Dans ce contexte tout a fait original, le Québec semble tourner à droite. La peur de l’autre, de celui dont les racines profondes sont ailleurs, est de plus en plus palpable. Au même instant et plus que jamais le Québécois s’affirme et se questionne intensément afin de mieux comprendre les choses qu’il croit aujourd’hui devoir défendre.
Les grands médias qui donnent quotidiennement le pouls du Québec sont bien puissants, concentrés et proches du pouvoir. Les Québécois, comme les citoyens de plusieurs autres grandes démocraties, ne connaissent qu’un maigre échantillon de toutes les opportunités qui s’offrent à eux. Le contenu est souvent évacué au profit du contenant.
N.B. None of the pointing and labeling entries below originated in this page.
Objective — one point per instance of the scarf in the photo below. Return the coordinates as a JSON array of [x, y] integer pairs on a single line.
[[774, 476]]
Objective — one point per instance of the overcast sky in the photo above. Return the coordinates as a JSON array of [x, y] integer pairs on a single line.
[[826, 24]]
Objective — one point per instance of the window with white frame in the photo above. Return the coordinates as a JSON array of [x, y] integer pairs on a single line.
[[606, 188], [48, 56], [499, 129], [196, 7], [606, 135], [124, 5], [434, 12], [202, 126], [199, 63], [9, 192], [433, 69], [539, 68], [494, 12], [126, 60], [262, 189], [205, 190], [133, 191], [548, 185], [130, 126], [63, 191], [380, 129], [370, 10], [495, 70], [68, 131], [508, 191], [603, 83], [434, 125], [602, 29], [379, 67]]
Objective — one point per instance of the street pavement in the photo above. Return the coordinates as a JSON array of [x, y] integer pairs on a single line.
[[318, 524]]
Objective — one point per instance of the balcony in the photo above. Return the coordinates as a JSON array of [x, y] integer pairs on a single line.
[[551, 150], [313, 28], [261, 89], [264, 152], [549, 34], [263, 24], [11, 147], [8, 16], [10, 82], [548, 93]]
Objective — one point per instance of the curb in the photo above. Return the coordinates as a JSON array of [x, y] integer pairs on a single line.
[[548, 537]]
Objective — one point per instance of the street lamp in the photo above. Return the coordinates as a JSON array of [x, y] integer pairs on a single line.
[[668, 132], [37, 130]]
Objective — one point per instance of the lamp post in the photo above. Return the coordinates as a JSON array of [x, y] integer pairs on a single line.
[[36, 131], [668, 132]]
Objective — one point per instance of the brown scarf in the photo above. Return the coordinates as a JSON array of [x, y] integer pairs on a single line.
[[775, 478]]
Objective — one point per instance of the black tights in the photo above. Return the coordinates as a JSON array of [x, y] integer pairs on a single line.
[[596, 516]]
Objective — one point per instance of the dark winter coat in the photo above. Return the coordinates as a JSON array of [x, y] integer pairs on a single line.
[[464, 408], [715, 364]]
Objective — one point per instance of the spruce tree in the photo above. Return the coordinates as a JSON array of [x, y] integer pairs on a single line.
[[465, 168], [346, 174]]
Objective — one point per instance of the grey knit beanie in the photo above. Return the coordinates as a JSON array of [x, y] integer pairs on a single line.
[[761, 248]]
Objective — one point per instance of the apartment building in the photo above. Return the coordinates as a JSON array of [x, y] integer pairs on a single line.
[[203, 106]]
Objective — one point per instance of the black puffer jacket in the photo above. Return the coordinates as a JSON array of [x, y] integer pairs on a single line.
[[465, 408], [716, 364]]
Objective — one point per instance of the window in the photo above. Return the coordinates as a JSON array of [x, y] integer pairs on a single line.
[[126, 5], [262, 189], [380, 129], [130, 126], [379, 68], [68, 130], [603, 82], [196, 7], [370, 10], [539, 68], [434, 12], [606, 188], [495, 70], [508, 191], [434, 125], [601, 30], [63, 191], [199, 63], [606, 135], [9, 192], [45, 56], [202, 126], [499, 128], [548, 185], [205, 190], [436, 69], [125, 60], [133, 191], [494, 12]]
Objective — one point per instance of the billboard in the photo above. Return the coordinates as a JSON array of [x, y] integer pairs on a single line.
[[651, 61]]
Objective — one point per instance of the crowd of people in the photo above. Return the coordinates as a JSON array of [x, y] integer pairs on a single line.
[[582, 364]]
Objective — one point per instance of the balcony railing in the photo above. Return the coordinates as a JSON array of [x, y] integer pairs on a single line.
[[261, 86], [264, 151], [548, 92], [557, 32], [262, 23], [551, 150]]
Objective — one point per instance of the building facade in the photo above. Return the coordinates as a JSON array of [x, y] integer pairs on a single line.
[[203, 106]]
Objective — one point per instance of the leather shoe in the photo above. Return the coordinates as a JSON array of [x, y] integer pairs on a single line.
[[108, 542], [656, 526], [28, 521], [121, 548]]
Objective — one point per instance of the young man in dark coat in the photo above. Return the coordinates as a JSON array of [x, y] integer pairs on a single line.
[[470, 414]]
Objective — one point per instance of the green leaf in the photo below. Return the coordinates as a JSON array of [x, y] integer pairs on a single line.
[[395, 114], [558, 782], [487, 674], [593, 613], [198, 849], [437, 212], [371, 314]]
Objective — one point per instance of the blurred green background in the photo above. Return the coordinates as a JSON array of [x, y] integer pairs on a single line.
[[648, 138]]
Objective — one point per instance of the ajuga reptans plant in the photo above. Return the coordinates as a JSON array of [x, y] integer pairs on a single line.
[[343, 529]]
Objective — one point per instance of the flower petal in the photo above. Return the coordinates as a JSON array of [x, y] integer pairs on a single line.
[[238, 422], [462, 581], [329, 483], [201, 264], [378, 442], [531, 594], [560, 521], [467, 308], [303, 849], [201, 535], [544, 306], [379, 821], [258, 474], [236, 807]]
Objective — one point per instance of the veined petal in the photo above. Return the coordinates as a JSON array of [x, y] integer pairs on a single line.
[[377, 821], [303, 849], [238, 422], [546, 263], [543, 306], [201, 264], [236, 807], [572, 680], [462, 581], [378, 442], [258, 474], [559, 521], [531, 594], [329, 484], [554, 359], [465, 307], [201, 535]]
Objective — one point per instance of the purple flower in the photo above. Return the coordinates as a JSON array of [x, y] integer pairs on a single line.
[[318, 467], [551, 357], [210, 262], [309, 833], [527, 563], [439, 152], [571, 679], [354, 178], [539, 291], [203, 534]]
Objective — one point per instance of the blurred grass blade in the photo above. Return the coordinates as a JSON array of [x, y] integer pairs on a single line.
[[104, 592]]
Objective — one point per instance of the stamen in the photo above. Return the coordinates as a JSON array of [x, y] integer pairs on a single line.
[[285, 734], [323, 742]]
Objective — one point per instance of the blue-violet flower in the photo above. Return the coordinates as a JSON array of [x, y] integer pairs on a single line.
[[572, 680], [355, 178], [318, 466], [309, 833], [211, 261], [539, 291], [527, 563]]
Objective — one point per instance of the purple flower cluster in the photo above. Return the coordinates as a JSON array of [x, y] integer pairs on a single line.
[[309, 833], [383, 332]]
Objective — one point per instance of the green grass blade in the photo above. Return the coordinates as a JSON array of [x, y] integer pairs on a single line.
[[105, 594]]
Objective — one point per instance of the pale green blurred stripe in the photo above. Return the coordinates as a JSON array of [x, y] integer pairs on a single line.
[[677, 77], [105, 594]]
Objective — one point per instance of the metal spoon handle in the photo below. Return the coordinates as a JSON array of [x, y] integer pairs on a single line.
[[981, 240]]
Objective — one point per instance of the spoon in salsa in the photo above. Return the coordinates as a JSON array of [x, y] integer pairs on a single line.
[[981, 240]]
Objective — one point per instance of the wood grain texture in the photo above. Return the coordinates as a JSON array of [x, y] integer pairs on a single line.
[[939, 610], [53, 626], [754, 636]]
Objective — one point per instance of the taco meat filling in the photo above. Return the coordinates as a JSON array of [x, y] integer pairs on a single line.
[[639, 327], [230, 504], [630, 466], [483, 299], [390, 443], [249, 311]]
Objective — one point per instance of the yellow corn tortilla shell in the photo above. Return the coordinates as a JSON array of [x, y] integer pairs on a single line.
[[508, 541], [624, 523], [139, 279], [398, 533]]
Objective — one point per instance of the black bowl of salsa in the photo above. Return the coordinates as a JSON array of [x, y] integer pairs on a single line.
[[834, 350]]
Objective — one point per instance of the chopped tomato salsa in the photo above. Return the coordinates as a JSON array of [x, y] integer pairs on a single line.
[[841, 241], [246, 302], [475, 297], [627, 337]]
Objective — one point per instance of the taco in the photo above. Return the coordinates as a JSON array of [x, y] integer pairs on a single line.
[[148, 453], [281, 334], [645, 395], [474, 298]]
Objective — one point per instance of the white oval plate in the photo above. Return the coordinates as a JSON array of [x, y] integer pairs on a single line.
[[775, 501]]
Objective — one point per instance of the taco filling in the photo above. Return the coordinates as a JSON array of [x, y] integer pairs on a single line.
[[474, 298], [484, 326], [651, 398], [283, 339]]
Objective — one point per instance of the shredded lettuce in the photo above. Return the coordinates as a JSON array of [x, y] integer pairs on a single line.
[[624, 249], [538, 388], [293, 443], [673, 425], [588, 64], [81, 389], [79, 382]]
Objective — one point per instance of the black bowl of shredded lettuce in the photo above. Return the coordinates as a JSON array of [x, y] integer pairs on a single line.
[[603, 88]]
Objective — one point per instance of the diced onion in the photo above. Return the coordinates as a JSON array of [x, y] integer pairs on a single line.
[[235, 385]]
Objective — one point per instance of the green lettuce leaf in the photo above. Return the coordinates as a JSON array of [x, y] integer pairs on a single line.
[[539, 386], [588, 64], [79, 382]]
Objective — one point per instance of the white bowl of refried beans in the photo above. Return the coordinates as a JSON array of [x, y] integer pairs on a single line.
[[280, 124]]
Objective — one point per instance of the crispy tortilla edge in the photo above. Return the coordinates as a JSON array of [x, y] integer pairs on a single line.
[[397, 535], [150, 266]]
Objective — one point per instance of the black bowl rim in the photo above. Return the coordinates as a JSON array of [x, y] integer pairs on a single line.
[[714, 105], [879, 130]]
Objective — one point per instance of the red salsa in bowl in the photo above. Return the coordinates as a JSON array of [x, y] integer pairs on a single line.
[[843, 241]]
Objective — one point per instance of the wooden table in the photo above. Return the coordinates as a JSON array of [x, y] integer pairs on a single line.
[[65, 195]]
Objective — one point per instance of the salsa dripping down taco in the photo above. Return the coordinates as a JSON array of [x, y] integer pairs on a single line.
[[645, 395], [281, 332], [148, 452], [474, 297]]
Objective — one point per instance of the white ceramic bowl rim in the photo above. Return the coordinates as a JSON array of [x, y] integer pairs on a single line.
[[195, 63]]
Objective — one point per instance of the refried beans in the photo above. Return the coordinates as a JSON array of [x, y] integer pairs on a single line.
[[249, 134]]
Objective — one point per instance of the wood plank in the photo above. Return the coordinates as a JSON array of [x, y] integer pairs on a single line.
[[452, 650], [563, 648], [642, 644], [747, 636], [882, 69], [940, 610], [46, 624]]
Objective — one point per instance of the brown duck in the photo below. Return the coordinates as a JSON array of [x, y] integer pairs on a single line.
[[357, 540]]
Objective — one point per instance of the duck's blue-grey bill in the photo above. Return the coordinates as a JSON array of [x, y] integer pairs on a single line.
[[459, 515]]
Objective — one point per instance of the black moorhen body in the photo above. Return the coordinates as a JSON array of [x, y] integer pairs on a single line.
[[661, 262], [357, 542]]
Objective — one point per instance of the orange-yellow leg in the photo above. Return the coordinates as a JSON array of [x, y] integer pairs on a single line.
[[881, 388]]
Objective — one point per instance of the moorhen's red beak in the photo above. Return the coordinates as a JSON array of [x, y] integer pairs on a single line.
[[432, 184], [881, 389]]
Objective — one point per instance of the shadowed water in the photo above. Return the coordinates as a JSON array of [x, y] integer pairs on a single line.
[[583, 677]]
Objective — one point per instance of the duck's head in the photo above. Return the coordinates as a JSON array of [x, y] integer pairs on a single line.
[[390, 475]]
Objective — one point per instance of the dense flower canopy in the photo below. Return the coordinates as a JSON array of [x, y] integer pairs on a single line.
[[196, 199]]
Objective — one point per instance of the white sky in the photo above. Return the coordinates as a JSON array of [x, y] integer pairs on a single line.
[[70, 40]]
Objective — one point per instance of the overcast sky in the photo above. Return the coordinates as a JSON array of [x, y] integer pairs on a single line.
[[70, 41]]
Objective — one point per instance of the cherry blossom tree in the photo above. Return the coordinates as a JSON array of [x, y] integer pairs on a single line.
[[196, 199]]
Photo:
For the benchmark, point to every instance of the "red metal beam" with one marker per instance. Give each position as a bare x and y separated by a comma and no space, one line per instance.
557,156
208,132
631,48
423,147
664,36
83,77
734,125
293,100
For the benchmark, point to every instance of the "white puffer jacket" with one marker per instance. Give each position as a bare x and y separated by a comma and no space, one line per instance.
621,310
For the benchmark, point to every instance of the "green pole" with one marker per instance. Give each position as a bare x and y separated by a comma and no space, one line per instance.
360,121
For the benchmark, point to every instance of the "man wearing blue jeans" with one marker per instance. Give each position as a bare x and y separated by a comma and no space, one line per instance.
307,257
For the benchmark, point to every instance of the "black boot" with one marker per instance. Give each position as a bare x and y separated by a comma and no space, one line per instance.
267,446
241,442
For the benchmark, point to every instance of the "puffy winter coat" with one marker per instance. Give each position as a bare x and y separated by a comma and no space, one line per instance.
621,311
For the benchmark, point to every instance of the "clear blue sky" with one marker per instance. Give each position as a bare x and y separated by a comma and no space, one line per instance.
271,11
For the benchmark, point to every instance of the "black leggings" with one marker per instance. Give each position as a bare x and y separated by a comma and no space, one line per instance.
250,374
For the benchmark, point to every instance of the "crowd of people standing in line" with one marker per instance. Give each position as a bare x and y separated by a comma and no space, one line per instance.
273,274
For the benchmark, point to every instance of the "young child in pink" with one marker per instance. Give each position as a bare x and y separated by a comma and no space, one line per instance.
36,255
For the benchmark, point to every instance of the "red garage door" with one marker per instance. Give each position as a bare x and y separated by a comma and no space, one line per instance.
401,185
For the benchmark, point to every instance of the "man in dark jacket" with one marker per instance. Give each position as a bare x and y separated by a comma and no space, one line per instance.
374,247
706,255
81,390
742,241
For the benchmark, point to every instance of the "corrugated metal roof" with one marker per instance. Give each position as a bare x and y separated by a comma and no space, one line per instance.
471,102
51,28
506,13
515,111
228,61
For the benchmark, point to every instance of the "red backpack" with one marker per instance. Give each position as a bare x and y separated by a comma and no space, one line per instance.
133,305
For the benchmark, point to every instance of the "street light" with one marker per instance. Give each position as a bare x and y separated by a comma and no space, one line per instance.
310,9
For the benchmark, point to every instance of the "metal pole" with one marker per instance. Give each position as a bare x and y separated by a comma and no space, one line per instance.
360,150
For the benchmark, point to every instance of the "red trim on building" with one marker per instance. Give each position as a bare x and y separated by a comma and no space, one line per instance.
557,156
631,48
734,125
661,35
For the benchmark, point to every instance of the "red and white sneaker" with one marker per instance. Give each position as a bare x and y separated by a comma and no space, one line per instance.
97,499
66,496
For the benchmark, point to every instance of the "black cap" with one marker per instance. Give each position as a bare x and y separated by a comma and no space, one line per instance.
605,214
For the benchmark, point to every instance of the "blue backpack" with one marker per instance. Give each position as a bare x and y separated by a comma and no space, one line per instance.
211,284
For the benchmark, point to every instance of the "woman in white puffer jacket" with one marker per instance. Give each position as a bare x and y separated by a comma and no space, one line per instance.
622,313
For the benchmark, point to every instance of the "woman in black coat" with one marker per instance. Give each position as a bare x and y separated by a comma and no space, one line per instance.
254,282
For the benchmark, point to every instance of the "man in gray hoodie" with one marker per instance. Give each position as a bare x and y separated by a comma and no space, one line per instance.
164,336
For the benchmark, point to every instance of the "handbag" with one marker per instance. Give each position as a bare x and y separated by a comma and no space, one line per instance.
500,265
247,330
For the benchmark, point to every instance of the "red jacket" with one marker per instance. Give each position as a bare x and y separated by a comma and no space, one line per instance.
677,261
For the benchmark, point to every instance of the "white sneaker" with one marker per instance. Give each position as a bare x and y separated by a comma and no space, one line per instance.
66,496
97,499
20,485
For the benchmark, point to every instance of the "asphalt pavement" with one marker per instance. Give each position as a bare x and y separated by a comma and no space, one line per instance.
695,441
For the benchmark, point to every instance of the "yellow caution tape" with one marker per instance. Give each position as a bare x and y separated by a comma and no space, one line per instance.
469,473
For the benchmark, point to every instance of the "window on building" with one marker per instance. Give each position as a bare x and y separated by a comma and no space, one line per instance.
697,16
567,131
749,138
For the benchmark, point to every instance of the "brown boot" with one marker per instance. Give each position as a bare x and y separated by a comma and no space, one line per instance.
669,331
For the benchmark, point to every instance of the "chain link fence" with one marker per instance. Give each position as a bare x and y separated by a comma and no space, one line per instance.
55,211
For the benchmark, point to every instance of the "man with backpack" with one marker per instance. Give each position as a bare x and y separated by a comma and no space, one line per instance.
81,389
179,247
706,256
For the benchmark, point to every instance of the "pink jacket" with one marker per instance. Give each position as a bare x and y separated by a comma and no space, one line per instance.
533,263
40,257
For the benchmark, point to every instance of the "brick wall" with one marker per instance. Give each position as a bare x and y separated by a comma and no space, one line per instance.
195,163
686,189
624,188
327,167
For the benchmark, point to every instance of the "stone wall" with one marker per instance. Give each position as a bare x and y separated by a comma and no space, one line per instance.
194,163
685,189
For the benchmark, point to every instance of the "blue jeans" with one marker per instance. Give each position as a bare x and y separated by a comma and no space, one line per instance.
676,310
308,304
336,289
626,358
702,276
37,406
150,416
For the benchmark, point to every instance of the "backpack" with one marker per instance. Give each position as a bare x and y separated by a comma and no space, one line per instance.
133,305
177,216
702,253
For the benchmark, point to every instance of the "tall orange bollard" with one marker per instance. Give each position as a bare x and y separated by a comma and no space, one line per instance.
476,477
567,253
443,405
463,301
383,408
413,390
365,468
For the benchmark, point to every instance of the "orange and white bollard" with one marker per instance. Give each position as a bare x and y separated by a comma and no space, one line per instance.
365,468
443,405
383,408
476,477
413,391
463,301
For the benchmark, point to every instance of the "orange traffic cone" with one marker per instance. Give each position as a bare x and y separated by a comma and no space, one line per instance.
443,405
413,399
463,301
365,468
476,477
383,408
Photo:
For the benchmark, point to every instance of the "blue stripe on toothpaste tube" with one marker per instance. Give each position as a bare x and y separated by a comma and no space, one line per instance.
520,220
Pendant les grandes entourloupettes et les combats de coq fortement médiatisés entre les chefs des 3 plus vieux partis politiques, les partis « marginaux » font preuve d’intelligence et de gros bon sens en proposant plusieurs mesures concrètes dont tirerait profit la majorité de la population. Ils proposent des changements innovants et audacieux qui s’insèreraient dans une nouvelle logique économique. Pourtant, l’affleurement médiatique envers ces petits derniers persiste. Leur performance aux urnes n’est pas à la hauteur de leurs idées; la majorité, le « vrai monde », est tenue dans l’ignorance.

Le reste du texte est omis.